A quorum policy is composed of one or more quorum policy rules. A quorum policy rule is composed of:
- Quorum Group: A set of members in the group that are needed to approve an operation.
- Administrator: Minimum number of administrators that need to approve the operation.
- Application: an application that approves a sensitive operation for a specific use case.
- Using a second-factor security key to approve the request.
- Password re-entry required to approve the request.
In addition, the quorum policy can establish if “all” or “any” of the quorum policy rules are required to have a quorum and approve the requested operation.
Account Quorum Policy
Create a Quorum Policy for an Account
To set a quorum policy at the account level:
- Go to the Account Settings page in Fortanix Data Security Manager (DSM). Click the QUORUM POLICY tab.
- In the Quorum approval policy page, click the ADD POLICY FOR THE ACCOUNT button to edit the Account Quorum Policy.
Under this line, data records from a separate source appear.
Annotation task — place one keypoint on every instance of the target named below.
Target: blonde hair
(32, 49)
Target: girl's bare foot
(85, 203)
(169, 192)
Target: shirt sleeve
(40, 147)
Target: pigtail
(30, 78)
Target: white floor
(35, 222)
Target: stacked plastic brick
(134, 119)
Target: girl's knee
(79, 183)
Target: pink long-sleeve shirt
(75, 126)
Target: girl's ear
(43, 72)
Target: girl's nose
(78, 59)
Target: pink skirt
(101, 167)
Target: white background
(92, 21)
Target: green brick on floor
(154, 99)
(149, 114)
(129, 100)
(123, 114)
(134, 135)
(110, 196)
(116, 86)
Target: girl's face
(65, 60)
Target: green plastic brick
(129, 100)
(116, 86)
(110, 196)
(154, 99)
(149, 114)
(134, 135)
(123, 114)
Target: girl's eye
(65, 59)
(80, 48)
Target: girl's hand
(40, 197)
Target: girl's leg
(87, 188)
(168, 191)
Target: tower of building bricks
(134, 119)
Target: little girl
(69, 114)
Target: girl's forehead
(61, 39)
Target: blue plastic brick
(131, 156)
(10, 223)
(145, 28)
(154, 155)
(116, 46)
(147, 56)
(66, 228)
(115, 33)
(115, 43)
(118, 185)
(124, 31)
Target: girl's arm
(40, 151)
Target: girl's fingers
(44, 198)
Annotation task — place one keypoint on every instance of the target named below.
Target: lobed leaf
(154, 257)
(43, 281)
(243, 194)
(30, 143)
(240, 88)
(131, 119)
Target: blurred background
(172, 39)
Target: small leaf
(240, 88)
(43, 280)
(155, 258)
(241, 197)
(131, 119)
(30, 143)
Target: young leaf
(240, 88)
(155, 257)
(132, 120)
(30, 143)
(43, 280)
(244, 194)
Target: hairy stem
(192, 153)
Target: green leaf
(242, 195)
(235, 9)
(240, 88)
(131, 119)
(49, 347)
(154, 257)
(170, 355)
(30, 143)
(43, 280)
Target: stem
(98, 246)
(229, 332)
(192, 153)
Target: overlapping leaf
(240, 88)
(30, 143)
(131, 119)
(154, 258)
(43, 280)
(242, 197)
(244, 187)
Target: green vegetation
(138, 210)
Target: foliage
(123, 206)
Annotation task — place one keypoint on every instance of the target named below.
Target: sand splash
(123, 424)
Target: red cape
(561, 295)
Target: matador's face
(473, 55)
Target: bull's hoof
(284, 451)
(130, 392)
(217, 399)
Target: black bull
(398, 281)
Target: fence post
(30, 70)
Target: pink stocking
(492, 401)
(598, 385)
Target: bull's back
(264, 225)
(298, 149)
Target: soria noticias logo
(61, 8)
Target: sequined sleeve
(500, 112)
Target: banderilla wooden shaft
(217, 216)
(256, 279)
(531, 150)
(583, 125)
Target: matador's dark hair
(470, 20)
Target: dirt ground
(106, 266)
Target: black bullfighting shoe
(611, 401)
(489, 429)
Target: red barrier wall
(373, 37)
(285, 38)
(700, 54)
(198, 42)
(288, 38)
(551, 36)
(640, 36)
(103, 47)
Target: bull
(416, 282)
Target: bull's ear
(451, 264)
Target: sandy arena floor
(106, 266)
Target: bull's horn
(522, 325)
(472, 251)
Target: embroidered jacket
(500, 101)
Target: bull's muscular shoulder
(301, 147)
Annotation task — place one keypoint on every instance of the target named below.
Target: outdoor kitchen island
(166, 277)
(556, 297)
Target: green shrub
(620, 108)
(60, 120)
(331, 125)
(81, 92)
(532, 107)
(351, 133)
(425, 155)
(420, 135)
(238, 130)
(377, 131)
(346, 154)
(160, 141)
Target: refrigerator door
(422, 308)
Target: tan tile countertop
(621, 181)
- In the Quorum approval policy form, fill the details such as the number/name of administrators that need to approve sensitive operations with keys and plugins.
- Click the Advanced button to add more combinations for the quorum policy.
- There are two optional check boxes:
- Using a second-factor security key is required to approve requests: This option will be automatically enabled if second-factor authentication is enabled by the user at the account level, from the Authentication tab on the Account Settings page. The user cannot edit this option.
- Password re-entry is required to approve the request: Enable this option if you want a re-entry of the password to approve a request.
- The Operations that require Quorum approval section allows you to configure which operations in the account will require quorum approval. The operation listed below is selected by default and cannot be altered as this operation mandatorily requires a quorum approval.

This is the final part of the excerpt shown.